With the proliferation of cyber attacks, securing accounts has become a major problem. Passwords no longer offer sufficient protection; it is urgent to abandon them and move on to the next level, at least for 10 good reasons.
1- The password protection system is obsolete
The first password would have been implemented as early as 1961 at the Massachusetts Institute of Technology (MIT). Very quickly, the students at MIT were able to bypass the system. 50 years later, computer systems have drastically evolved, but the use of passwords remains de rigueur even if they are still not infallible.
2- Passwords are often much too simple
According to a study by Statista, among the twenty most common passwords in 2019 were “qwerty”, “password” and several variations of “123456”. Also trendy, the little love nicknames: “doudou”, “loulou” and other “darling”. Very easy to remember, but even easier to “crack”.
3- The same password is often used for several accounts
Despite the recommendations, still 59% of Internet users use the same password for all their accounts. The result: When a hacker discovers a password, they can use it to attempt to access other online accounts – and often do so in seconds.
4 -Too many online accounts to secure for our little memories
Why do we choose “weak” passwords or often reuse the same ones? Quite simply because we have too many online accounts: an Internet user has 150 on average! Remembering a different password for each account is simply not possible.
5- technology makes it easier for hackers
Technology makes life easier for us – but also for hackers! Among the techniques they often use: the use of “malware” that records keystrokes, thereby revealing passwords. When a computer is infected with this malware, no matter how hard you use the strongest passwords, nothing can prevent the hacker from gaining access to it.
6 – Passwords are the cause of most security breaches
According to the 2019 edition of the Verizon Data Breach Investigations Report, 81% of security breaches are due to weak, stolen or reused passwords. For a company, this is a huge problem: if its password management is not optimal, its customers’ data can be compromised.
7- Users can suffer heavy financial consequences
Password cracking or online identity theft can have catastrophic consequences for Internet users. A stolen identity can be used to make online purchases, take out credit, etc. Beyond the administrative damage, victims can thus lose large sums of money.

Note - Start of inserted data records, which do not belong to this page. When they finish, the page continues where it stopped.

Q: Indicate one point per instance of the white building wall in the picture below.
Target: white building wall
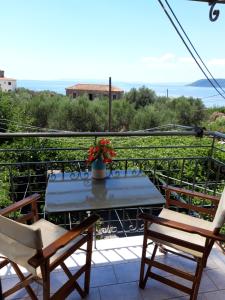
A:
(7, 85)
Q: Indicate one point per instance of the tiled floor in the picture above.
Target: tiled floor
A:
(115, 272)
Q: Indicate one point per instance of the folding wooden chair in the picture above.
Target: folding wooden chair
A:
(41, 247)
(185, 235)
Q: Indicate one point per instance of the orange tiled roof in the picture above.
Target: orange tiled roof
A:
(93, 87)
(5, 78)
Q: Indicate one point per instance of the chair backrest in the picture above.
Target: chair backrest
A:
(220, 213)
(20, 233)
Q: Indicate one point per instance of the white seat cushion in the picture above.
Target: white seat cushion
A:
(20, 254)
(182, 235)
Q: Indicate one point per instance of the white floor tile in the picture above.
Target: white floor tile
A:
(125, 291)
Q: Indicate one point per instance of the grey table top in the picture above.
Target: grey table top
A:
(67, 192)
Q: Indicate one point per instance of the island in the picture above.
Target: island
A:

8- For a company, the procedures for restoring access to hacked accounts are expensive and time-consuming
In the event of a hacking of a customer account, if fraudulent purchases are made from this account, the company will have to manage the consequences. Giving a customer access to their account is not that simple: you have to be sure that the person trying to recover this account is legitimate. For the customer, too, the process is tedious: they will probably have to change their login information.

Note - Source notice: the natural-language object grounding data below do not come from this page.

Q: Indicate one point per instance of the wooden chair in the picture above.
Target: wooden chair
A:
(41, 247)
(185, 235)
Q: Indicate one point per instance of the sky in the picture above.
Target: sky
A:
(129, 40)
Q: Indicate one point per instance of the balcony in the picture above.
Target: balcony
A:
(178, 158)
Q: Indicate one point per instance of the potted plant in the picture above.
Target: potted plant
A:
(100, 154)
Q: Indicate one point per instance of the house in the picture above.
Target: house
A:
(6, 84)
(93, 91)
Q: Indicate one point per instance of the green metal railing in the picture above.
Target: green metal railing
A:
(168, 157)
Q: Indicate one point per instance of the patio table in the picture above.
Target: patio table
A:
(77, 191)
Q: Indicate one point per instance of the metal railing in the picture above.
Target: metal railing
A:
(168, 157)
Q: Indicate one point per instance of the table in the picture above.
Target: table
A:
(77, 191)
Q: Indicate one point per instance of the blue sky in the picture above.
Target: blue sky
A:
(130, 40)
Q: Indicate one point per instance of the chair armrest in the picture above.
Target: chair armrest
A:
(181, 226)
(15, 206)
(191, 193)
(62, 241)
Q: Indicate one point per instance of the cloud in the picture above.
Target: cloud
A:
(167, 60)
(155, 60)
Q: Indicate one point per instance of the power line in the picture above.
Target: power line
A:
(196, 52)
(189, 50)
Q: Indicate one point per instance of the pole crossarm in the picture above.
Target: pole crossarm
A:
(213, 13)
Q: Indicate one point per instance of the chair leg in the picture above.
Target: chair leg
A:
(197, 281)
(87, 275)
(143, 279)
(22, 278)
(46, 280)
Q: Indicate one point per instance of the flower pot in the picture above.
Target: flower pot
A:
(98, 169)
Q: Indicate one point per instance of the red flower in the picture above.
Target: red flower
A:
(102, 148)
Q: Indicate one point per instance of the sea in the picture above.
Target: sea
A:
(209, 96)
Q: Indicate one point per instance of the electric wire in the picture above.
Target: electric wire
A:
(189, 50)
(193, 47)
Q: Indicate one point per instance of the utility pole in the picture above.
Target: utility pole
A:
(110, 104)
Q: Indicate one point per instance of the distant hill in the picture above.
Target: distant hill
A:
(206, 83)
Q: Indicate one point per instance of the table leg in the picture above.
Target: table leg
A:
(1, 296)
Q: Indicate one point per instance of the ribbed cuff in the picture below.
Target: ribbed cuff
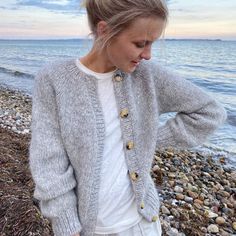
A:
(67, 224)
(165, 137)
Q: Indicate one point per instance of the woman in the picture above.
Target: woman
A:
(95, 125)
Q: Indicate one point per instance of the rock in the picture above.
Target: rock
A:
(220, 220)
(198, 206)
(173, 232)
(171, 183)
(234, 225)
(188, 199)
(192, 194)
(165, 210)
(172, 175)
(178, 189)
(213, 228)
(155, 168)
(198, 201)
(210, 214)
(175, 212)
(179, 196)
(206, 202)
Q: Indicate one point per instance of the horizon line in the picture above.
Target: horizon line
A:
(85, 38)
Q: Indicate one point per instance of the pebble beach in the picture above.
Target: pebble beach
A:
(198, 192)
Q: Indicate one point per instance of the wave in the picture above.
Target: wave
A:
(16, 73)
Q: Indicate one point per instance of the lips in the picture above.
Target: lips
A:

9 – Companies must take care of the reimbursement
If a customer account is compromised, the company will likely have to reimburse the victim. For the retail sector, reimbursements made globally can amount to an astronomical sum of $ 40 billion per year.
10 – Password management is a real headache for companies
The costs associated with managing passwords (customer service agents, infrastructure) can be heavy. Up to 50% of help desk calls are about resetting a password, and the costs can be as high as $ 70 per incident.

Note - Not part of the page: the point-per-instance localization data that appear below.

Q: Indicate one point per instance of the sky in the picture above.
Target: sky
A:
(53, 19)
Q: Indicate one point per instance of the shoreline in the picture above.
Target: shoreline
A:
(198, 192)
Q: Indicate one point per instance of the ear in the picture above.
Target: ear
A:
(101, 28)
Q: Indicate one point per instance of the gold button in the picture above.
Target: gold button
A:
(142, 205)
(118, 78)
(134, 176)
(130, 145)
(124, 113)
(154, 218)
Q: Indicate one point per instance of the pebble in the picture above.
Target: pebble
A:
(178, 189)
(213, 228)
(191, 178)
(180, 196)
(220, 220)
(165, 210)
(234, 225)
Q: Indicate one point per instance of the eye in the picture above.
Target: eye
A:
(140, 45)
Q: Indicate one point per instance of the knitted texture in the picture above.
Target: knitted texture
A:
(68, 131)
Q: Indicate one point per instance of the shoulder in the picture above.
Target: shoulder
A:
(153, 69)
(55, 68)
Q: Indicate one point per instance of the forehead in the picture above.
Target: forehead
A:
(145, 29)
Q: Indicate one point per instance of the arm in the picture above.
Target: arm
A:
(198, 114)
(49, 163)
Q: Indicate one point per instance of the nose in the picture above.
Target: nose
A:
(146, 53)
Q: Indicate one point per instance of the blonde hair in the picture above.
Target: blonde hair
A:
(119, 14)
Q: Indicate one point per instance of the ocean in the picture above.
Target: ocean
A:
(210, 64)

So, can we really do without passwords today?
According to Gartner, 60% of businesses will halve their password dependency by 2022. In the meantime, steps have already been taken to improve password security, such as authentication to two factors, but this method is not without flaws.
The solution for businesses might be to verify the identity of their customers. By combining verification of identity documents and biometrics, it is possible to exempt passwords, while increasing security.
The use of biometrics for identification could therefore well be the key to a secure future, without password.